Thunder? Lightning? Relentless rain? Oh, yeah! The dark, stormy night in the Land of Ooo created the perfect excuse for a couple of adventurers to lounge around in their treehouse and tell spooky stories.
Luckily, Jake’s talents went way beyond his ability to shape shift into any form imaginable. He was also a canine master of the tall tale.
‘…And as it waded through the carnage it had wrought,’ Jake creepily narrated his story to his hypnotized friend, Finn, ‘the vampire smashed their skulls – JUST FOR THE FUN OF IT! ’
‘No way!’ Finn gasped, staring at the red goo oozing out of the jam doughnut that Jake had just pounded.
‘Yes, way,’ Jake replied as he waved the dripping doughnut in Finn’s face.
‘The vampire hunched over its victims and breathed their vaporised blood mist,’ Jake continued.
‘Aw, Jeez,’ Finn protested. ‘Is this stuff you’re saying true? Or are you just trying to mess me up? You have to be honest.’
‘Oh, it’s true, man,’ Jake said, licking jam from his muzzle. ‘I heard it through a reliable source.’
‘Reliable?’ Finn repeated. ‘Rats.’
Finn crawled into his sleeping bag when Jake told him that his reliable source had also said that the very tree they were perched on was haunted.
‘Good night,’ Jake groaned in a ghostly voice. Then he disappeared, taking the only candle in the treehouse with him.
Finn tried to get comfortable in his sleeping bag, but it was an impossible task. The eerie glow of the moonlight made shadowy shapes on the treehouse walls. The wind rattled the tree’s branches, and a strange squeaking noise echoed through the room.
Finn looked down and was surprised to see a green-striped worm inching across his bed. The worm stood on its tail. Its head began to glow. Finn picked up a book and tossed it at the intruder.
‘No worms on the bed!’ he yelled. He then rolled to his side and tried to sleep. But just as he closed his eyes, he heard a tapping on the window. When Finn saw that it was just a tree branch, he breathed a sigh of relief – at least until the dark figure of a lady monster appeared below the branch.
Then Finn screamed.
‘Jake! Jake!’ Finn called, climbing down the ladder. ‘I saw someone outside the window! It must be the vampire, and I think we’re unprepared so I…’

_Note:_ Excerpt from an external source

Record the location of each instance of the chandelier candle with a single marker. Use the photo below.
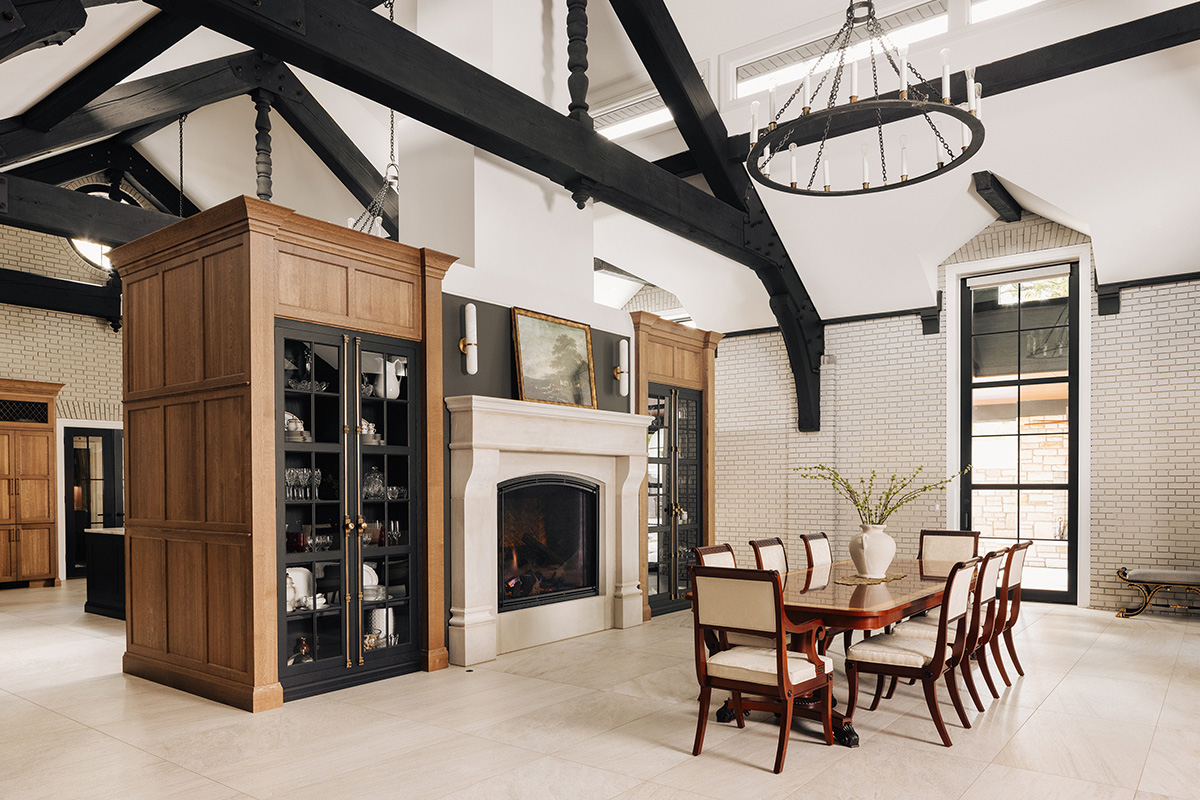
(817, 132)
(946, 76)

‘Relax, buddy,’ Jake reassured his friend. ‘I made that story up. I was just trying to scare you.’
‘But you said you heard it from a reliable source,’ Finn reminded him.
‘I made that up, too,’ Jake laughed. ‘I was trying to scare you, and it worked.’
Suddenly, a clap of thunder boomed. A window burst open, and a gust of wind extinguished the flame on Jake’s candle. Now it was Jake’s turn to scream. And his scream was bloodcurdling.
Finn looked out the window.
‘No one’s outside,’ he observed. ‘It was just the wind, scaredy cat.’
‘I wasn’t scared. I was singing,’ Jake insisted. ‘I was singing my scream song.’
‘You’re a total wuss, man,’ Finn noted.
Suddenly, a duffel bag dropped to the floor in front of them.
‘Yikes!’ Finn yelled.
He shined his flashlight on the bag. It was small and green and didn’t look spooky or out-of-the-ordinary in any way. But that was only because Finn didn’t have any idea who the bag actually belonged to. It didn’t matter, though. As Finn raised his flashlight toward the wall, he was about to meet the bag’s owner. Unlike the bag, the owner was completely out-of-this-world!
When the beam of Finn’s flashlight reached the ceiling, the creature hovering there hissed and bared her pointed canine teeth. It looked like Jake’s reliable sources were reliable after all. The treehouse was haunted, and by a vampire, too.
‘Hey, guys, what’s up?’ the creature said cheerily to the shocked buddies. ‘I’m Marceline, the Vampire Queen.’
‘Are you going to smash my skull and breathe my blood mist?’ Finn asked, trembling.